This must be the week of the unusual submarine. We have discovered Chinese subs on Google maps, luxury submarines for the uber-rich, and news of Russia using mini-subs to claim mineral rights at the North Pole. Today a New York Artist and self proclaimed patriot launched his own minisub “attack” in Brooklyn. His target was the Queen Mary 2 and his intention was to get close enough to the mighty vessel for a photo opportunity aboard his latest artistic creation; a reproduction of the first submarine ever used in combat, the American Turtle.
Some history. On Sept. 6, 1776, Turtle, operated by Army Sergeant Ezra Lee and designed by David Bushnell, was used against a British warship anchored in New York Harbor. Unfortunately (or fortunately for the British aboard the HMS Eagle), the submarine’s screw hit an iron plate and was not able to penetrate the hull. Two more dives were unsuccessful.
So what was the Artist thinking when he when he decided to build and operate this homebuilt reproduction of a failed experiment and drive it into the Queen Mary 2? the New York Times provides some insight:
The man, Duke Riley, a heavily tattooed Brooklyn artist whose waterborne performance projects around New York have frequently landed him in trouble with the authorities, spent the last five months building the vessel as a rough replica of what is believed to have been America’s first submarine, an oak sphere called the Turtle, said to have seen action in New York Harbor during the Revolutionary War.
Mr. Riley’s plan was also military, in a sense — though mostly metaphorical, given that he is an artist. He wanted to float north in the Buttermilk Channel to stage an incursion against the Queen Mary 2, which had just docked in Red Hook, the mission objective mostly just to get close enough to the ship to videotape himself against its immensity for a coming gallery show.

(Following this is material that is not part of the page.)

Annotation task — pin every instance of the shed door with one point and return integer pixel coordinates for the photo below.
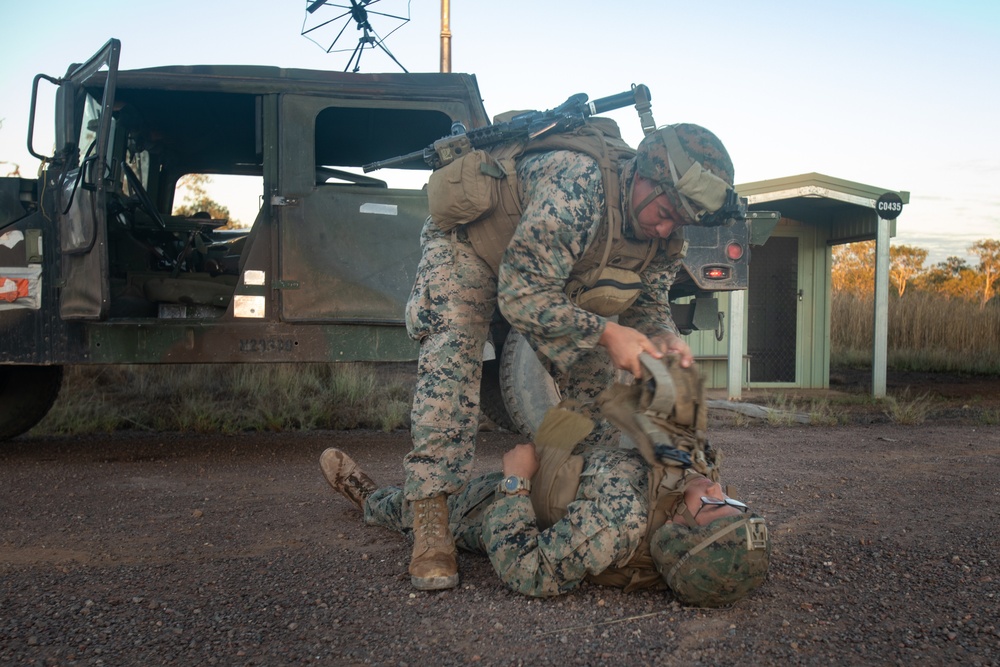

But when his sub was stopped by a New York City police boat around 10 a.m., the outcome was not metaphorical at all: Mr. Riley, 35, and two friends who had helped tow him were taken into custody by a phalanx of law enforcement officials, and their excursion briefly raised fears that a terrorist attack might have been under way. Read More…
The punishment? The police impounded the sub, and the Coast Guard issued Duke a citation for violating the ship’s 100-yard security zone. The police issued two more, for unsafe boating.
The watch officer aboard the Queen Mary was probably busy enough without this disturbance. What would your emotion be if an artist “attacked” your ship, during your watch?
(Photos: Damon Winter/The New York Times)
Duke Riley drifted into trouble when his hand-made one man submarine got too close to the Queen Mary II cruise ship in the waters off Red Hook. He was taken in for questioning and his vessel was impounded.
“I would say sorry to anyone that I upset,” Riley said. “I did spend a lot of time on it and I would like to have it back.”